Efforts to protect and sustain the natural world are just as crucial as global action on climate change – and are similarly beset by a lack of concerted decision-making.

The natural world is in trouble. Some 40 per cent of the world’s amphibians, 25 per cent of mammals and 14 per cent of birds are threatened by extinction. Many more species in less-studied groups such as insects, fish, fungi and plants are also at risk. The greatest threats come from overexploitation of natural resources, such as overhunting, overfishing and deforestation, as well as agriculture and human development.

“We are losing our suicidal war against nature.
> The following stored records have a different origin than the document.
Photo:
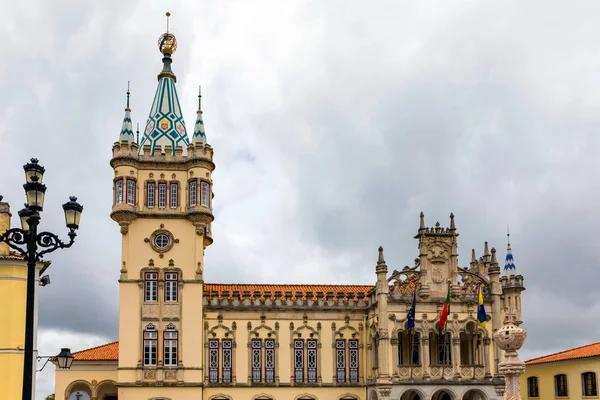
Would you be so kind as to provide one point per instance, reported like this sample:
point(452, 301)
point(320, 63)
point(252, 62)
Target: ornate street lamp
point(64, 359)
point(32, 246)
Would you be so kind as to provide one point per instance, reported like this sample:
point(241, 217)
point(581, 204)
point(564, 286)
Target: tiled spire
point(127, 128)
point(199, 135)
point(509, 264)
point(165, 125)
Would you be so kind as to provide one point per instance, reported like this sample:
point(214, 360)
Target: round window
point(161, 241)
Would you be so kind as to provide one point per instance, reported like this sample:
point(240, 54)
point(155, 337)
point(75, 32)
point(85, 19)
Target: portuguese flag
point(445, 312)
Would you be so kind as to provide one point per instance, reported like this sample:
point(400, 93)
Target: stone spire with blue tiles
point(165, 125)
point(199, 134)
point(127, 128)
point(509, 264)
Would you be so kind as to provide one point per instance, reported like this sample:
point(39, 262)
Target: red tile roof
point(106, 352)
point(300, 292)
point(590, 350)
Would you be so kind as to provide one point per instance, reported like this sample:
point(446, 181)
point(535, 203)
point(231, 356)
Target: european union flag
point(411, 312)
point(481, 315)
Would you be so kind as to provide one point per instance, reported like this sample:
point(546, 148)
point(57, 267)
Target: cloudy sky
point(334, 124)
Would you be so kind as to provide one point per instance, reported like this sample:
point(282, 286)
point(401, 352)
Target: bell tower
point(162, 201)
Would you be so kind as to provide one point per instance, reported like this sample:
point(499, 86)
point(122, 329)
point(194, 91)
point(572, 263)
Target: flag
point(411, 312)
point(445, 311)
point(481, 315)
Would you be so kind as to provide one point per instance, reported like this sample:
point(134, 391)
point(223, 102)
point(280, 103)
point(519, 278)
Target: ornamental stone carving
point(149, 311)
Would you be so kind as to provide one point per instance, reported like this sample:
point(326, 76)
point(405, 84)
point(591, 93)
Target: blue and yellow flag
point(481, 315)
point(411, 312)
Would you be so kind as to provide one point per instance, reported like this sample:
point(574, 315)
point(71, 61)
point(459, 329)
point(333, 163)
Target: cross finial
point(199, 97)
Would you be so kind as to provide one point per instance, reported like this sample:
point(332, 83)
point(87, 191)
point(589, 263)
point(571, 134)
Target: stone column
point(510, 338)
point(486, 356)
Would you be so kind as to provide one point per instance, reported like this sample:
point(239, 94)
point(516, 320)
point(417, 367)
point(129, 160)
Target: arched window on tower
point(409, 349)
point(119, 191)
point(150, 345)
point(471, 346)
point(440, 348)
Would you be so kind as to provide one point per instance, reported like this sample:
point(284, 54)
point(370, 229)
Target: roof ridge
point(96, 347)
point(565, 351)
point(287, 284)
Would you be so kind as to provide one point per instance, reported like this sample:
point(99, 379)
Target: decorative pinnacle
point(494, 260)
point(199, 98)
point(381, 267)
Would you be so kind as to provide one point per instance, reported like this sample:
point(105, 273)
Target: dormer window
point(162, 195)
point(130, 192)
point(205, 194)
point(174, 194)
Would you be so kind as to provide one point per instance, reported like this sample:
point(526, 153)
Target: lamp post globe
point(65, 359)
point(33, 169)
point(72, 212)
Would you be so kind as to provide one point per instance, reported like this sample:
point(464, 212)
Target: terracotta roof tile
point(300, 292)
point(590, 350)
point(105, 352)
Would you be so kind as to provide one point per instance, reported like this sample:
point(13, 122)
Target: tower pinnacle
point(165, 126)
point(199, 135)
point(127, 128)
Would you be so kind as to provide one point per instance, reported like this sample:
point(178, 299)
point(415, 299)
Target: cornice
point(168, 163)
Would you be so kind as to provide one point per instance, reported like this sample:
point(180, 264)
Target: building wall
point(547, 371)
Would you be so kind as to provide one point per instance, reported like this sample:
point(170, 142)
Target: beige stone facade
point(181, 338)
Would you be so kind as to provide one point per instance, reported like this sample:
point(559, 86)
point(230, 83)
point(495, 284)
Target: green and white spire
point(165, 125)
point(199, 134)
point(127, 128)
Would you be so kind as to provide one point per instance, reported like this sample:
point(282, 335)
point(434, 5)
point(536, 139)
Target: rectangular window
point(299, 361)
point(151, 286)
point(170, 345)
point(560, 385)
point(193, 193)
point(414, 348)
point(353, 360)
point(119, 191)
point(213, 361)
point(340, 360)
point(444, 355)
point(227, 360)
point(162, 195)
point(150, 347)
point(256, 361)
point(174, 196)
point(311, 364)
point(269, 361)
point(532, 387)
point(151, 195)
point(590, 387)
point(205, 194)
point(130, 192)
point(171, 287)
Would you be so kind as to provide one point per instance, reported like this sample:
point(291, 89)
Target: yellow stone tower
point(162, 201)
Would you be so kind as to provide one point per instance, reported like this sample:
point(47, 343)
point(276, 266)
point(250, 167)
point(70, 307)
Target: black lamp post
point(32, 246)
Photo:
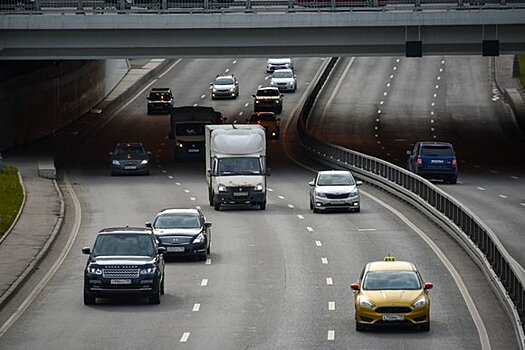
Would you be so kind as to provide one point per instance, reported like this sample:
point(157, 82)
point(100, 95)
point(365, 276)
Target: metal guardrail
point(432, 201)
point(199, 6)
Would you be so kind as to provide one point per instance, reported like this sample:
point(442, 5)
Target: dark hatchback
point(124, 261)
point(183, 232)
point(129, 158)
point(434, 160)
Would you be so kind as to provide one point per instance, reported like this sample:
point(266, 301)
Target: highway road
point(275, 279)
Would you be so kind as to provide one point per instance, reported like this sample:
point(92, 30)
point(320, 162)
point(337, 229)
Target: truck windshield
point(239, 166)
point(189, 129)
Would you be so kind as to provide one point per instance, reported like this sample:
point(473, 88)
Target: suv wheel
point(89, 299)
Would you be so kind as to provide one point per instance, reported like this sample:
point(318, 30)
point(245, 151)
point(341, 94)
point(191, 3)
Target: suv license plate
point(393, 318)
point(120, 282)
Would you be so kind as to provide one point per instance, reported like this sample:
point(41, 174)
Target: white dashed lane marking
point(185, 337)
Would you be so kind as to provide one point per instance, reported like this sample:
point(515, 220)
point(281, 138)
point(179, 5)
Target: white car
point(334, 189)
point(284, 80)
point(278, 63)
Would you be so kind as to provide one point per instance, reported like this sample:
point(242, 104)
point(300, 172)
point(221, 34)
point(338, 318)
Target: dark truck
point(187, 130)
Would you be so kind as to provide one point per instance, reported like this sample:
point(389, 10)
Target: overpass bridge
point(108, 29)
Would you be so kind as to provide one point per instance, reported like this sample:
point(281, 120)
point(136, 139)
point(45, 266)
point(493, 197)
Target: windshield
point(239, 166)
point(123, 244)
point(179, 220)
point(224, 81)
point(391, 280)
point(268, 92)
point(189, 129)
point(335, 180)
point(436, 151)
point(282, 74)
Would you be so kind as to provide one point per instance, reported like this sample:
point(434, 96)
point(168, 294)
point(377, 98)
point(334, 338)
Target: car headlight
point(365, 303)
point(420, 302)
point(199, 239)
point(148, 271)
point(95, 270)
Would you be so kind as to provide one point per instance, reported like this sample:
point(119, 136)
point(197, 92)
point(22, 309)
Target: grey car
point(334, 189)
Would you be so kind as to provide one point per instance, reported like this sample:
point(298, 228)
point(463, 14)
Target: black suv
point(129, 158)
point(125, 261)
point(160, 100)
point(183, 232)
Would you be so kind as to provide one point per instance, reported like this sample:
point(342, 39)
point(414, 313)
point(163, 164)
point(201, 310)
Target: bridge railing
point(199, 6)
point(479, 241)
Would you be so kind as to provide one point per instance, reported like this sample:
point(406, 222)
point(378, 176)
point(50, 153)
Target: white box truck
point(236, 165)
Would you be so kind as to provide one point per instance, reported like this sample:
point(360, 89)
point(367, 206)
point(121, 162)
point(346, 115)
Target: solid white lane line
point(185, 337)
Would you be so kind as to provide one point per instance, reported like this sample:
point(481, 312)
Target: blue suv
point(434, 160)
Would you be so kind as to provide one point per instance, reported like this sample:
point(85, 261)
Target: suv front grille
point(120, 273)
point(393, 310)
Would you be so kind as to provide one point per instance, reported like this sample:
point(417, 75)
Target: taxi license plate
point(393, 318)
point(175, 249)
point(120, 281)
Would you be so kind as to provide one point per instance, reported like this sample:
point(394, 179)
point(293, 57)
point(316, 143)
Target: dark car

Our two-century-long experiment with burning fossil fuels, destroying forests, wilderness and oceans and degrading the land has caused a biosphere catastrophe,” says UN Secretary-General António Guterres.

The world does have a plan to address and reverse this loss. The UN is leading a global effort to seal an agreement to conserve and harness biodiversity over the next decade. It’s an ambitious project, with an overarching goal to see the world “living in harmony with nature” by 2050. It also aims for human exploitation of biodiversity to be “valued, maintained or enhanced through conservation and sustainable use”.
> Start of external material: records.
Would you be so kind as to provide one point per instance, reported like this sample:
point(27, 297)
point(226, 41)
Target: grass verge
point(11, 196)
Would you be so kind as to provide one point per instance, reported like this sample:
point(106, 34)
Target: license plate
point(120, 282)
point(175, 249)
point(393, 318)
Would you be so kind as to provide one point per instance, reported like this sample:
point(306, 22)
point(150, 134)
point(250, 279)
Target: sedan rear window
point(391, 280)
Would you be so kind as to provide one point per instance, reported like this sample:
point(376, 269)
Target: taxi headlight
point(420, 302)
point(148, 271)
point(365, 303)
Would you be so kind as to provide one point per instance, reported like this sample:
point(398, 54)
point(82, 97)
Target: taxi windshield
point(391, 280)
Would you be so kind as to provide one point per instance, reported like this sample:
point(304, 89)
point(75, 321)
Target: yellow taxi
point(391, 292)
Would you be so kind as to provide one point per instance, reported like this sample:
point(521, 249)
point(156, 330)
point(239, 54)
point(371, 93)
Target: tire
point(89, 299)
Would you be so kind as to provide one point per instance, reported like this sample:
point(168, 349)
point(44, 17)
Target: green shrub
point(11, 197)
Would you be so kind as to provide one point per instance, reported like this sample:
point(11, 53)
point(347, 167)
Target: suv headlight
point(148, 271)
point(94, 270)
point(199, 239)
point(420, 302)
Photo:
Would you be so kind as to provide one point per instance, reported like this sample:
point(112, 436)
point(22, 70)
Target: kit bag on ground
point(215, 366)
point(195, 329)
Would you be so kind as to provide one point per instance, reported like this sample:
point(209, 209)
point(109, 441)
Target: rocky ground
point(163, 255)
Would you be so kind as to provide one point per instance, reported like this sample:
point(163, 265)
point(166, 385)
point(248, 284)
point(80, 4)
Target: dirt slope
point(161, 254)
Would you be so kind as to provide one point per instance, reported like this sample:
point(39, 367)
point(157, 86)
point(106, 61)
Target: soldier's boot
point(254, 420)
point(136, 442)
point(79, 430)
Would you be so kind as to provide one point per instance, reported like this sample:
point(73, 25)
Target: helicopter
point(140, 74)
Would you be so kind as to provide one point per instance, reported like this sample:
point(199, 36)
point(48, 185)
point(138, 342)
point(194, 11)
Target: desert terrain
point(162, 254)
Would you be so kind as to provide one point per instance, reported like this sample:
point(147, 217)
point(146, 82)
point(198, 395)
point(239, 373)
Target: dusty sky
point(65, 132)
But progress is slow. A formal plan – called the Convention on Biological Diversity – was agreed back in 1992 at the Rio Earth Summit. It has three objectives: conservation of biodiversity; sustainable use of its components; and fair sharing of benefits that arise from the use of genetic resources. Since then, countries have been working out how to convert those grand pledges into concrete actions that can be measured and verified.

Thirty years on, the result is a draft action plan, called the Post-2020 Global Biodiversity Framework. The framework sets 21 targets, including that of conserving 30 per cent of land and sea through protected areas, reducing nutrients lost to the environment by at least half, and pesticides by at least two thirds, and eliminating the discharge of plastic waste.

It also aims to reduce invasive alien species by 50 per cent. The often unintentional introduction of outside species can devastate ecosystems and food chains. For example, ship ballast water has helped to spread the European green crab across the world, where they compete with other shellfish, disturb sediment and destroy eelgrass, which is an important habitat for native crabs and fish.

After two years of delays caused by Covid-19, followed by a preparatory meeting in Geneva in March to discuss outstanding issues, countries are scheduled to finalise the international agreement at a key meeting in Montreal, Canada, later this year. The Post-2020 effort is “as important as the talks on climate change”, says Jane Memmott, President of the British Ecological Society. “We are dependent on the natural world for our food, wellbeing and prosperity, and the current rate of loss of species is seriously worrying.”

As with action on climate change, access to finance and action from business will be crucial if the biodiversity framework is to succeed. Recognising this, the agreement includes several targets for companies and financial institutions, including a demand for all businesses to assess and report on their dependencies and impacts on biodiversity. As the French president, Emmanuel Macron, has put it: “All our investments, both public and private, must be aligned with the aims of the Post-2020 Framework, meaning their impact on nature must be either null or positive.”

The framework also calls for full accounting of so-called ecosystem services: how healthy ecosystems provide people with a range of goods and services, including economic growth, food and water security and a stable climate. For example, a new study shows that five ecosystem services generated by the 400 tree species in the USA total $114bn annually. Carbon storage in tree biomass comprised 51 per cent of the net annual value, whereas preventing human health damages via air quality regulation contributed to 37 per cent of the annual value.

Lina Barrera, Vice President of International Policy at Conservation International, says some aspects of the agreement must be strengthened before it is signed off, including recognition of the rights of indigenous people and local communities. “There is no time for incremental action,” she says. “But there is hope. If the world can rally around a nature-positive goal and focus our collective attention on the places most important for our survival and the survival of all species, we can flip the script from nature loss to nature gain this decade.”